|Wright Cyclone series|
The Wright Aeronautical Corporation was formed in 1919, initially to develop liquid-cooled Hispano-Suiza V8 engines under license. The Corporation's first original design, the R1, was also the first successful high-powered radial in the USA. Funded by contracts from the US Navy for new air-cooled radials, Wright started a new design (initially called the P2) in 1924. The resignation of Frederick Rentschler to form the Pratt & Whitney Aircraft Company, along with several key engineering personnel, seriously affected the development of the P2 and it did not go into production.
A new design was launched in 1926, known as the R-1750 Cyclone. This was a nine-cylinder radial with a displacement of 1750 cu in and internally cooled exhaust valves. It was type-tested at 500 hp in 1927.
In 1932, the R-1750 was developed to a capacity of 1823 cu in. This was the F model Cyclone, designated R-1820. This engine introduced a forged aluminium crankcase and was developed through the 1930s to reach 890 hp.
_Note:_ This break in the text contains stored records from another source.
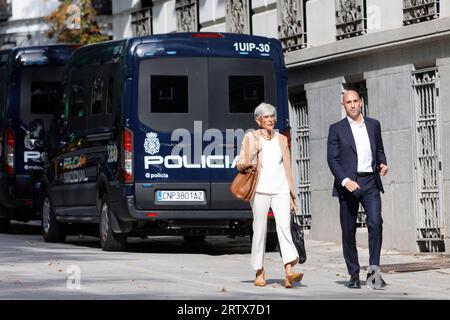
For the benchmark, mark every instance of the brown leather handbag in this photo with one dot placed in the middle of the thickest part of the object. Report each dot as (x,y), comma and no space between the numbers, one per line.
(244,184)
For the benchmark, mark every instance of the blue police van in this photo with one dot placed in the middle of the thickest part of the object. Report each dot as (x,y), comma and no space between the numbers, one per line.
(29,82)
(152,127)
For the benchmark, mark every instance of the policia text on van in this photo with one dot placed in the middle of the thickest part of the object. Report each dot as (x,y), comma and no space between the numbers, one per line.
(133,160)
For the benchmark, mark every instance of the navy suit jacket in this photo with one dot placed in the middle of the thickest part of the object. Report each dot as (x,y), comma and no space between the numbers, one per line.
(342,157)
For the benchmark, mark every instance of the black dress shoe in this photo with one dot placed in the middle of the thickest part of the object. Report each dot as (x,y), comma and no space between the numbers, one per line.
(354,282)
(381,284)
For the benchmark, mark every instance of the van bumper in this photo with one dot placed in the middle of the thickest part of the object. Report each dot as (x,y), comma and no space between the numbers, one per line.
(132,213)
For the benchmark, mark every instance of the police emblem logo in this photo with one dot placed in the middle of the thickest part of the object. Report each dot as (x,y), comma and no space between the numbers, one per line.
(151,143)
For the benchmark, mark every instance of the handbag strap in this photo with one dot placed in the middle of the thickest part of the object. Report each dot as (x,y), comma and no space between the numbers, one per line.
(257,149)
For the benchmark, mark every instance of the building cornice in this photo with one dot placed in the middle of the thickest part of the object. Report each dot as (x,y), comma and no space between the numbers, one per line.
(369,43)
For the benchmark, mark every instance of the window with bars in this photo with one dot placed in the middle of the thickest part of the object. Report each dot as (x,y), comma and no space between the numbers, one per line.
(291,24)
(187,15)
(302,156)
(141,20)
(428,164)
(238,16)
(415,11)
(351,18)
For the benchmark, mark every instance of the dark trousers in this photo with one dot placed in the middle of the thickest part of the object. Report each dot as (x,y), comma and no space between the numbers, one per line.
(369,197)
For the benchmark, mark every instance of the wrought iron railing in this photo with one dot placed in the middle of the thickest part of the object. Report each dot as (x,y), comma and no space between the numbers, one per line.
(303,159)
(237,16)
(291,24)
(415,11)
(141,22)
(187,15)
(5,10)
(351,18)
(428,169)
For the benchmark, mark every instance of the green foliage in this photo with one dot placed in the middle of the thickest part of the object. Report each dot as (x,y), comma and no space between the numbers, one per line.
(75,22)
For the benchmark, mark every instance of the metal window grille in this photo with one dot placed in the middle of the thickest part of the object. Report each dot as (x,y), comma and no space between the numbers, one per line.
(415,11)
(300,109)
(238,16)
(291,24)
(141,22)
(351,18)
(187,15)
(5,10)
(428,166)
(361,88)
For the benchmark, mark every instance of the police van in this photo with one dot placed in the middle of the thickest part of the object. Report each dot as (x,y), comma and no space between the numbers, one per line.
(29,82)
(152,128)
It used a General Electric supercharger, and Wright concluded that this feature limited the potential power output of the engine. For the next development, the G-Series of 1937, Wright developed its own single-speed supercharger. The G-series was developed to deliver 1200 hp at 2500 rpm and made up the bulk of R-1820 Cyclone production during World War 2. It was installed in the Boeing B-17 Flying Fortress. The final phase of development of the single-row radial design was the H-Series at 1350 hp. A licensed, metricated variant was developed as the Shvetsov M-25.
Wright went on to develop two-row engines with 14 cylinders in two rows of seven, called the Cyclone 14, R-2600. This was installed in the Boeing 314, Grumman TBM/TBF Avenger, North American B-25 Mitchell, and some models of the Douglas A-20 Havoc (RAF Boston).
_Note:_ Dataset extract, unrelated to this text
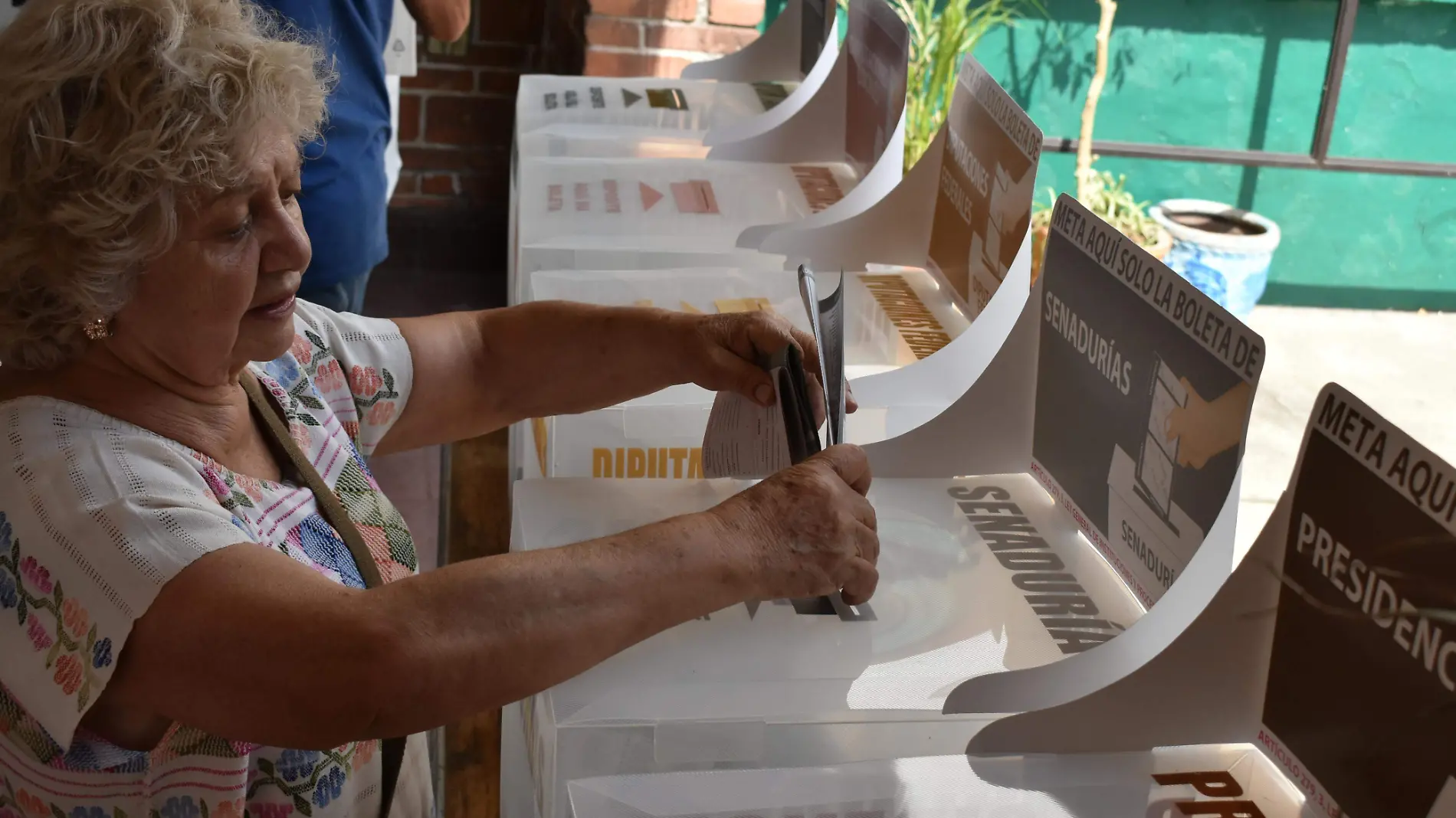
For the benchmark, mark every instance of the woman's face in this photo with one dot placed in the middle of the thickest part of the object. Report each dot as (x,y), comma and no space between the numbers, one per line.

The penultimate Cyclone development was the 18-cylinder engine R-3350, named the Duplex Cyclone or Cyclone 18. Among other applications, it was installed in the Boeing B-29 Superfortress, Douglas A-1 Skyraider, Lockheed P-2 Neptune, and Lockheed C-121 Constellation. In commercial applications it stayed in production until 1957.
An experimental 22-cylinder two-row radial intended to compete with the large Pratt & Whitney radial engines. Three prototypes are known to have been built, but development was abandoned to allow resources to be used for the R-3350 development programme.